Il s’agit d’un heptathlon théâtral, c’est-à-dire que l’actrice réalise seule devant les spectateurs les sept épreuves de l’heptathlon dans l’ordre même de la compétition. L’acte théâtral est donc ici un acte éminemment sportif, avec toute l’énergie et l’effort que cela réclame. Il n’est question que de corps : mettre l’engagement physique de l’actrice au coeur du théâtre. Il y a l’enjeu sportif d’aller au bout de la compétition, comme sur le stade, inséparable de l’enjeu artistique : danser l’athlétisme.
Avec Heptathlon, nous sommes à la croisée de plusieurs disciplines : le théâtre, le sport, la danse. Des séquences dansées sans texte alternent avec des moments de parole sans mouvements, et des passages combinant ces deux modes, où la parole s’accomplit au cours de l’action physique.
Les textes sont originaux, spécialement écrits pour Heptathlon. Ils s’inspirent à la fois des antiques (Odes de Pindare, récits d’Homère), de souvenirs personnels, mais aussi tout simplement de sensations (comme l’effort et la souffrance). Et puis il y a des textes qui sont en quelque sorte des traductions en mots de rythmes organiques : ceux de l’endurance, du jet, du saut... Ça parle tout aussi bien de l’histoire du saut en hauteur que d’une petite fille qu’on appelle pour monter sur la plus haute marche du podium, de la bataille livrée pendant une course que du galop d’un cheval, du trajet du javelot dans les airs que de l’épopée d’un champion olympique…
Et de toute cette matière, textuelle et corporelle, il s’agit de créer un rapport inédit avec le public : les spectateurs ne sont plus tout à fait spectateurs de théâtre, mais déjà un peu supporters. Comme devant une épreuve sportive, ils doivent pouvoir se dire : va-t-elle y arriver ?
Le projet est ainsi de redonner son sens au geste sportif grâce au théâtre. Et par là de restituer au jeu de l’acteur son caractère risqué, grâce à la nature imprévisible de l’acte sportif.
J’ai repris l’athlétisme il y a environ cinq ans, après l’avoir pratiqué intensivement pendant mon enfance et mon adolescence. J’ai alors pris conscience que mon désir de théâtre n’était pas sans rapport avec l’énergie déployée sur le stade, que mon corps en jeu, sur la scène, était façonné par mon corps sportif.
Avec Heptathlon je souhaite réunir le sport – à travers l’athlétisme - et le théâtre. Rapprocher et confronter ces deux terrains, qui sont d’abord et avant tout deux terrains de jeux qui impliquent, chacun à leur manière, un engagement total, lié au dépassement de soi.
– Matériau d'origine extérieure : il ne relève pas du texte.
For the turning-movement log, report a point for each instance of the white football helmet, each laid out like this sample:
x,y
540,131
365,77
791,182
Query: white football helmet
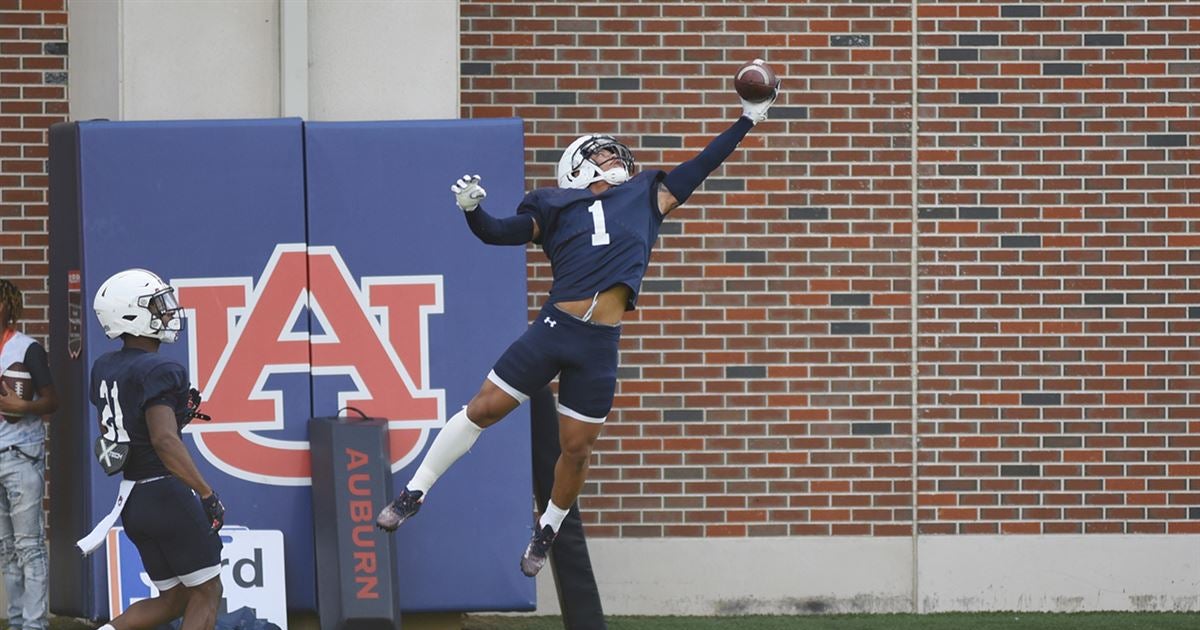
x,y
138,303
577,171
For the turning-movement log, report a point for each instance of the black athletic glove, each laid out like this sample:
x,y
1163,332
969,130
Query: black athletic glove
x,y
215,510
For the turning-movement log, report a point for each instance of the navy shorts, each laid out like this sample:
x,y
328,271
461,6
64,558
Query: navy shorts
x,y
582,354
167,523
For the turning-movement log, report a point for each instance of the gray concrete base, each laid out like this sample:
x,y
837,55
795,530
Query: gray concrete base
x,y
845,575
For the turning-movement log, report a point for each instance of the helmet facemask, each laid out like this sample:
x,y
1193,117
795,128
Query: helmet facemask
x,y
138,303
576,168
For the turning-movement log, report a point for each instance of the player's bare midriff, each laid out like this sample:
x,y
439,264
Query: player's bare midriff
x,y
610,305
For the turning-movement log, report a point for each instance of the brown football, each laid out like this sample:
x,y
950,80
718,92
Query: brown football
x,y
18,381
755,81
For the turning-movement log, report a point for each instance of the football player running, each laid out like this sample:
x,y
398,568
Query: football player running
x,y
144,401
598,228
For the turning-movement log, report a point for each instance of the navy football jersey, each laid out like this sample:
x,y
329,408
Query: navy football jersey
x,y
124,384
597,241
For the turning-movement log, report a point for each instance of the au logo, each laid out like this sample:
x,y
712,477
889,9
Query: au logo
x,y
241,333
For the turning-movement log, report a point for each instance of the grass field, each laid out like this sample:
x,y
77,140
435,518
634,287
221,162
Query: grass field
x,y
1087,621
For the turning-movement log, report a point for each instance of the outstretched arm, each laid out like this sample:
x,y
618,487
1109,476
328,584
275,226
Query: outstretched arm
x,y
684,179
516,229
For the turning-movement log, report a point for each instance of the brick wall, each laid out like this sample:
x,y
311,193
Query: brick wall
x,y
33,96
767,376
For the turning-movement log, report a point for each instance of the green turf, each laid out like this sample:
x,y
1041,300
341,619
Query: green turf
x,y
1087,621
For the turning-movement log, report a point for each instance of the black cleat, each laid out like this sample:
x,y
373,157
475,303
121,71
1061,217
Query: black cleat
x,y
406,505
535,553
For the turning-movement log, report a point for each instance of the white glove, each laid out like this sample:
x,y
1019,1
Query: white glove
x,y
757,112
468,193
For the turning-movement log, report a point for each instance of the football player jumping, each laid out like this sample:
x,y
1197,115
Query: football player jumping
x,y
598,228
144,401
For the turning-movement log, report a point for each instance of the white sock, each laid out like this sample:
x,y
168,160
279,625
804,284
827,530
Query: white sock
x,y
552,516
453,442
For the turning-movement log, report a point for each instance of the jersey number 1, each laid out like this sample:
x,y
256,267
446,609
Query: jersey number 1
x,y
599,237
112,419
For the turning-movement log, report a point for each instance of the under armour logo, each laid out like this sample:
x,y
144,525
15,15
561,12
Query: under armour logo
x,y
108,453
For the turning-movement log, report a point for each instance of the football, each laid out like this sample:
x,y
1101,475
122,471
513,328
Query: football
x,y
755,81
17,381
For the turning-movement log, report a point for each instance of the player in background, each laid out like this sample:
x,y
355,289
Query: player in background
x,y
23,471
144,401
598,228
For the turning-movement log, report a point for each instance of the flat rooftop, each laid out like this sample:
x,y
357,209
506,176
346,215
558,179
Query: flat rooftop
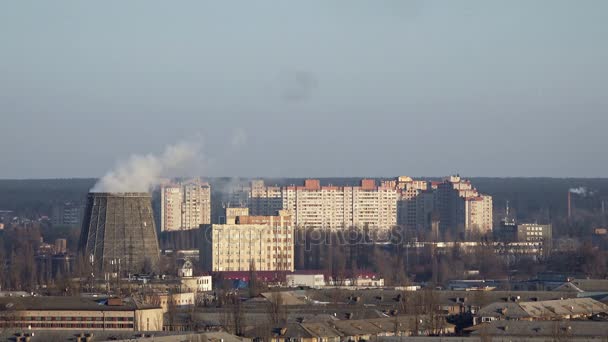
x,y
68,303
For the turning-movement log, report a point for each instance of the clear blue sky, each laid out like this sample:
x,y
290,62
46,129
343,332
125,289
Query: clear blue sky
x,y
307,88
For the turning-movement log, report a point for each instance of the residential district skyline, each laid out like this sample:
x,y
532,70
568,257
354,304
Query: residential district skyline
x,y
316,88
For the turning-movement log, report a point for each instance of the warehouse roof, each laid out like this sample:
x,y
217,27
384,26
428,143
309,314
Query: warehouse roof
x,y
69,303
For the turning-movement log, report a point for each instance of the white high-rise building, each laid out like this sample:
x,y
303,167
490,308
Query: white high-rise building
x,y
463,210
185,206
171,198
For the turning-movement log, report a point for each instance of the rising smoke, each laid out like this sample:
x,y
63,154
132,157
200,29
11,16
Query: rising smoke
x,y
141,173
582,191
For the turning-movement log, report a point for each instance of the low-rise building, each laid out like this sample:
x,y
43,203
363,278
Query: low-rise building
x,y
197,283
540,331
169,301
570,308
78,313
310,280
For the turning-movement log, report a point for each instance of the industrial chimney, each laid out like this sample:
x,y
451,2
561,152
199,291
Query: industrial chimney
x,y
569,204
118,228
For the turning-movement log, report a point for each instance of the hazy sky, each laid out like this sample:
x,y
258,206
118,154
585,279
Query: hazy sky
x,y
307,88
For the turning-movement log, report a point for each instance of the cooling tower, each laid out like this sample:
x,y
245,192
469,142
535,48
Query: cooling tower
x,y
119,228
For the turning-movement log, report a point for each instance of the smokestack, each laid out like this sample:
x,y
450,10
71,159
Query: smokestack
x,y
569,204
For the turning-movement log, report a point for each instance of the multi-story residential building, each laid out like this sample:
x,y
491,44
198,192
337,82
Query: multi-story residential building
x,y
263,242
233,213
509,231
171,207
329,207
197,205
185,206
265,200
462,209
415,203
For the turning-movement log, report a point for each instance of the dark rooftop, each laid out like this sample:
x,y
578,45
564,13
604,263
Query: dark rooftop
x,y
68,303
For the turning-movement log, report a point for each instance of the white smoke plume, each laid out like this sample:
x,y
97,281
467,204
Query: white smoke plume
x,y
580,191
141,173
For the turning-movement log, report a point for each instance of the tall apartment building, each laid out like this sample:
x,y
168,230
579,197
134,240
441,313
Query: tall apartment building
x,y
415,204
185,206
463,210
264,242
171,198
265,200
329,207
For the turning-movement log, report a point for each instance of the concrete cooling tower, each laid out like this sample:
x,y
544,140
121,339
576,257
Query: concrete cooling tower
x,y
118,228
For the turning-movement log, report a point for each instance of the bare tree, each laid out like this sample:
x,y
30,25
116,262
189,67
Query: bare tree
x,y
276,310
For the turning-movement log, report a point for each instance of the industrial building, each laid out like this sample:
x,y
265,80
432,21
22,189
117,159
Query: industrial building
x,y
118,233
265,243
79,313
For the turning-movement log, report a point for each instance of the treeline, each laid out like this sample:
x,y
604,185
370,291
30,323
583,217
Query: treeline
x,y
19,269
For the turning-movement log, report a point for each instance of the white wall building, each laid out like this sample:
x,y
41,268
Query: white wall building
x,y
309,280
185,206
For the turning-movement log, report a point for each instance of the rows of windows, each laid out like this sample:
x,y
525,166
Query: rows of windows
x,y
65,325
64,318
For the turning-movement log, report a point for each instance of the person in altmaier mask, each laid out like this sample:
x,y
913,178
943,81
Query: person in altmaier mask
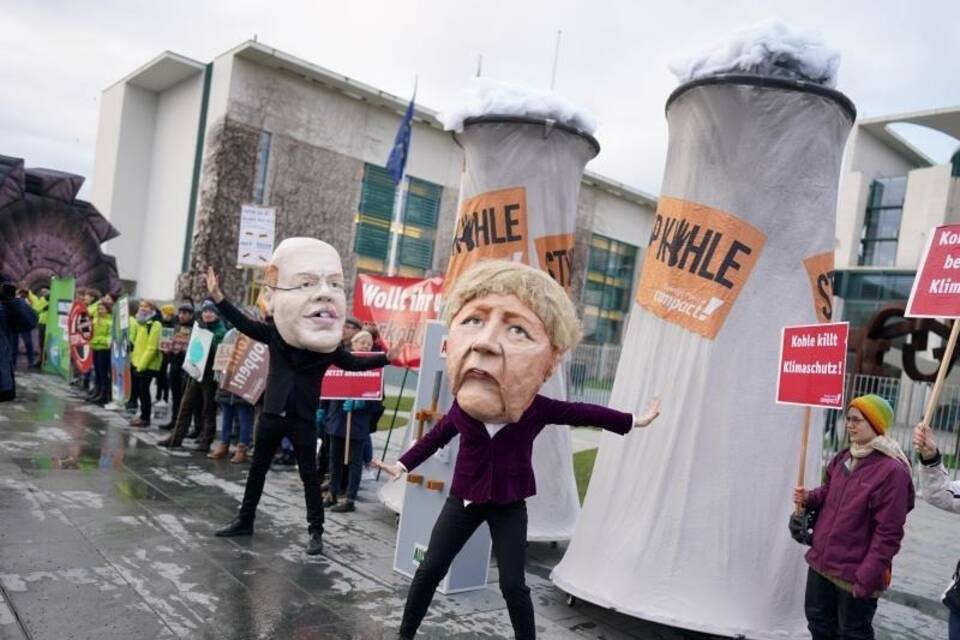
x,y
304,295
510,325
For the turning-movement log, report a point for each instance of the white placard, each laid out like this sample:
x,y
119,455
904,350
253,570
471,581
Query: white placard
x,y
257,233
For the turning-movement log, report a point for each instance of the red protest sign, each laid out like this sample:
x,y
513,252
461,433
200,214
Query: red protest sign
x,y
400,308
812,365
338,384
937,285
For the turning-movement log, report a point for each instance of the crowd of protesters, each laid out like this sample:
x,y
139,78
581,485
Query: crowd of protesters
x,y
163,395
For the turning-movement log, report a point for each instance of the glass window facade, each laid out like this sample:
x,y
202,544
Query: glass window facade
x,y
866,292
607,289
881,225
421,211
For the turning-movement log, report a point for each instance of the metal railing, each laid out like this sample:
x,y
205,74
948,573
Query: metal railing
x,y
590,372
592,369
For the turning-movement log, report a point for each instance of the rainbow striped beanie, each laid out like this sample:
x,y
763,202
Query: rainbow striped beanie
x,y
876,410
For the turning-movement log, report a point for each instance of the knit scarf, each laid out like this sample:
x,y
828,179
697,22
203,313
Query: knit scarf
x,y
884,444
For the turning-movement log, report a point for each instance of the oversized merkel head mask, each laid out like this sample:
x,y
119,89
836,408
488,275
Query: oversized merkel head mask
x,y
510,325
304,292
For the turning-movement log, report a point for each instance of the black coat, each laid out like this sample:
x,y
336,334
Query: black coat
x,y
293,380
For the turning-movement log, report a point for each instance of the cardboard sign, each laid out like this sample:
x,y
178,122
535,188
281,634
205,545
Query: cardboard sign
x,y
936,289
80,333
338,384
400,307
490,226
698,261
246,374
813,365
257,231
221,359
198,350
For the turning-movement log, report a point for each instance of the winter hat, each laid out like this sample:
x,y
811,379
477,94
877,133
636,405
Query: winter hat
x,y
876,410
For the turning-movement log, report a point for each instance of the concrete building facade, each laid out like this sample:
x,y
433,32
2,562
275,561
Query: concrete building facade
x,y
182,145
891,196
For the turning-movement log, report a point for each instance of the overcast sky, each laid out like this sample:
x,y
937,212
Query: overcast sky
x,y
58,55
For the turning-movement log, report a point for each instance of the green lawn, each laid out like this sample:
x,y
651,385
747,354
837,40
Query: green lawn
x,y
582,468
405,405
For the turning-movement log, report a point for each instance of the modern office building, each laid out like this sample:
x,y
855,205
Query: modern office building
x,y
182,145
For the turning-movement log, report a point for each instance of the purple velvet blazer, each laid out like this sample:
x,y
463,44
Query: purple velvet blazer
x,y
499,469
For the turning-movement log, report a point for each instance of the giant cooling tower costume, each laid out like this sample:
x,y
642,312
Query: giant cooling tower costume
x,y
686,524
525,152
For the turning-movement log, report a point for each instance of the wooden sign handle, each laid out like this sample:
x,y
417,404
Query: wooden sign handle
x,y
804,440
346,448
941,374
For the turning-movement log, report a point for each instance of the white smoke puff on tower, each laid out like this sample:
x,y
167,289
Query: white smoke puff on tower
x,y
685,522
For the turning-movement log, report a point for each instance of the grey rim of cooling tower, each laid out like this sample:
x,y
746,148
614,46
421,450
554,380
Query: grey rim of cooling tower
x,y
548,123
768,82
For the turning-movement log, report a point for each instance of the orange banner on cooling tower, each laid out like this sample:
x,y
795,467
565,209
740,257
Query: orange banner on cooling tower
x,y
819,269
696,264
490,226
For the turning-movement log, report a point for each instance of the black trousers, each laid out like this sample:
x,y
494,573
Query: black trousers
x,y
198,403
163,379
303,435
508,530
353,470
834,614
141,381
101,372
176,390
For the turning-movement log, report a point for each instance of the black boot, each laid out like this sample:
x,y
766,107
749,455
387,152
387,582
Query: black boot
x,y
315,546
236,528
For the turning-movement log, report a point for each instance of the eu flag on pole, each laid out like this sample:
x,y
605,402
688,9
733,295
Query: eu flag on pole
x,y
397,162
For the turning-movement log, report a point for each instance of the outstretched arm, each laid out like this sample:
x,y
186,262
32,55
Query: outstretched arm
x,y
583,414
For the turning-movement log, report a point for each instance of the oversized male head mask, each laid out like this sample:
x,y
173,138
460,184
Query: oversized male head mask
x,y
510,325
304,292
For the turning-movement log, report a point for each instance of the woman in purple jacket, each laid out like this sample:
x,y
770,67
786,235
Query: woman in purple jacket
x,y
510,325
862,507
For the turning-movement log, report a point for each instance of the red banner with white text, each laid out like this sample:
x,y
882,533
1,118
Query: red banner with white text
x,y
400,308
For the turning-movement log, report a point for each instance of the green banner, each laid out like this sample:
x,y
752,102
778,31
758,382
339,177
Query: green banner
x,y
56,357
119,354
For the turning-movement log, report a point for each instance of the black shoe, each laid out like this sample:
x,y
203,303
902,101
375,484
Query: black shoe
x,y
236,528
343,507
315,546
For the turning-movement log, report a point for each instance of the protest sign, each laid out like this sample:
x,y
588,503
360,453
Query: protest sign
x,y
257,229
198,350
246,373
338,384
399,307
813,365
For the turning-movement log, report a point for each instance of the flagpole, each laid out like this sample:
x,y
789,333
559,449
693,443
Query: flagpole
x,y
396,219
396,225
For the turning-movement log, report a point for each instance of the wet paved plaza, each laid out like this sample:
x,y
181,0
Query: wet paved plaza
x,y
104,535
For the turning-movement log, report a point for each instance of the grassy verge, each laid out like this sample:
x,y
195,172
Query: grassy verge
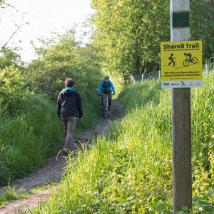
x,y
129,170
27,138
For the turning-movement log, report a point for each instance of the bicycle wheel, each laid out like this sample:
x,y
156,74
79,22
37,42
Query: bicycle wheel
x,y
185,63
194,60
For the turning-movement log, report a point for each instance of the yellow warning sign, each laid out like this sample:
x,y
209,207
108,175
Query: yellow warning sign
x,y
181,61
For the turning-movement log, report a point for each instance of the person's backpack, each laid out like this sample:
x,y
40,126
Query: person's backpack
x,y
106,86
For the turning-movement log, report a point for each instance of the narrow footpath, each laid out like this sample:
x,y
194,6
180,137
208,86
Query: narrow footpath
x,y
52,171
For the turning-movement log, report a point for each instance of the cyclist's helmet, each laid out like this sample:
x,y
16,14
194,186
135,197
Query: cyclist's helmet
x,y
69,82
106,78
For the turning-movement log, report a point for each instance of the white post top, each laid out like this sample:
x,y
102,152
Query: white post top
x,y
180,5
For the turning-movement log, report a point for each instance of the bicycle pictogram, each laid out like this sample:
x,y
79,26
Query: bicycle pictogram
x,y
189,59
171,60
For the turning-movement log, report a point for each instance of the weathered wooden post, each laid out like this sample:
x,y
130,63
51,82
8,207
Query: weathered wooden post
x,y
181,116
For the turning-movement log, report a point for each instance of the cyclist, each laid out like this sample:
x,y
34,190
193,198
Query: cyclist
x,y
106,87
69,108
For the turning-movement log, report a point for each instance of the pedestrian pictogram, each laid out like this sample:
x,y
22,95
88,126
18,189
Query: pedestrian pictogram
x,y
171,60
181,64
189,59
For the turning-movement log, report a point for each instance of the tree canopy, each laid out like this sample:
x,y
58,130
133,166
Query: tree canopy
x,y
129,32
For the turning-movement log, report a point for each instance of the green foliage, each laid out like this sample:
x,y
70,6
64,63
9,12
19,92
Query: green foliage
x,y
129,32
9,58
27,138
130,169
29,127
63,58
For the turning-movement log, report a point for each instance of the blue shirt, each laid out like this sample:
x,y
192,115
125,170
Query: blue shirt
x,y
110,87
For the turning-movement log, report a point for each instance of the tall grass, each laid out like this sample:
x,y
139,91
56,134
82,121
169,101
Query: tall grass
x,y
130,169
27,138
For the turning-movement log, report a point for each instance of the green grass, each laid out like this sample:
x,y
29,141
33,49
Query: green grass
x,y
27,138
129,170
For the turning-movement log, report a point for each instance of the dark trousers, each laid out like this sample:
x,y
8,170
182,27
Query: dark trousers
x,y
109,100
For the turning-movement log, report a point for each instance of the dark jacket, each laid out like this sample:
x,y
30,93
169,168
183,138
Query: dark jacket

Voici donc le point de départ : une actrice qui est aussi une athlète. Pour moi, exposer le geste athlétique sur un plateau de théâtre revient à creuser un double aspect. D’abord, montrer qu’il n’y a pas qu’un seul mode de représentation de l’acte sportif. Le théâtre (comme les arts plastiques ou la photographie) peut donner une autre image du sport, loin du spectaculaire télévisuel où l’effort et le dépassement de soi sont trop souvent de banals éléments de langage pour commentaires attendus. Il s’agira au contraire d’explorer toute la dimension artistique et poétique de l’athlétisme. Quand je regarde une course de fond, il m’arrive d’être fascinée par la façon dont un coureur kenyan caresse la piste, ou, devant un concours de saut en hauteur, par la grâce du corps cambré au-dessus de la barre. Pour moi, c’est une véritable danse du corps, et c’est d’abord cet aspect chorégraphique du geste technique que je tente de développer. D’où la nécessité de trouver mon propre langage organique, mais aussi théâtral. Si je cours sur le plateau, c’est toujours au service d’une situation concrète, en connivence avec le public.
Courir, lancer, sauter. Ce qui me fascine avec l’athlétisme plus que tout autre sport, c’est que ces gestes primitifs et ancestraux sont devenus parfaitement gratuits, purs – sinon de tout intérêt – du moins de toute nécessité. On ne lance plus le javelot pour chasser l’animal, mais simplement pour le projeter le plus loin possible. De même l’homme ne court plus pour sa survie, mais il court. Ça ne sert rien. C’est vain, et c’est cela que je trouve poétique.
Je voudrais qu’Heptathlon raconte ce qu’il y avait de fort et d’éminemment artistique dans le geste antique, et retrouve sa dimension à la fois concrète et primitive, profondément humaine aussi, dans une communion avec le public qui fait autant appel aux émotions du spectateur des stades qu’à l’esprit de distanciation, critique, du théâtre.